It was déjà vu for some when two books stemming from the New York Times Bestseller The Shack emerged from the presses and on to the book shelves this past week.
Two days after Finding God in the Shack: Seeking Truth in a Story of Evil and Redemption hit stores, Finding God in the Shack: Conversations of an Unforgettable Weekend made its debut on Feb. 3.
"Both books look to the overwhelming success of William Young's The Shack, evaluate it, and seek to answer its critics," noted popular blogger Tim Challies, who wrote a downloadable 17-page review/guide on The Shack that compares the novel's assertions to Scripture.

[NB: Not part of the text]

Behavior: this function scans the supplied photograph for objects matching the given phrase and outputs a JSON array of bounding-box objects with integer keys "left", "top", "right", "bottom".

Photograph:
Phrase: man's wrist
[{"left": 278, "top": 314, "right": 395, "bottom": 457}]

"As one of those critics, and as one whose review has been read hundreds of thousands of times, I have some interest in the subject matter," he added. "This is especially so when both books claim to lay to rest some of the criticisms lodged against it."
Since its debut on the market last year, The Shack has generated quite some buzz – both positive and negative – within a number of Christian circles and has maintained its No. 1 spot in the Paperback Trade Fiction category of the New York Times Best Sellers list for more than 8 months.
The book also recently reported a significant growth in sales in December while overall book sales dropped.
"This most unlikely of stories, as told in William Young's The Shack, has become a runaway bestseller and it is easy to see why," states the product description for Randal Rauser's Finding God in the Shack, which hit bookstores on Feb. 3.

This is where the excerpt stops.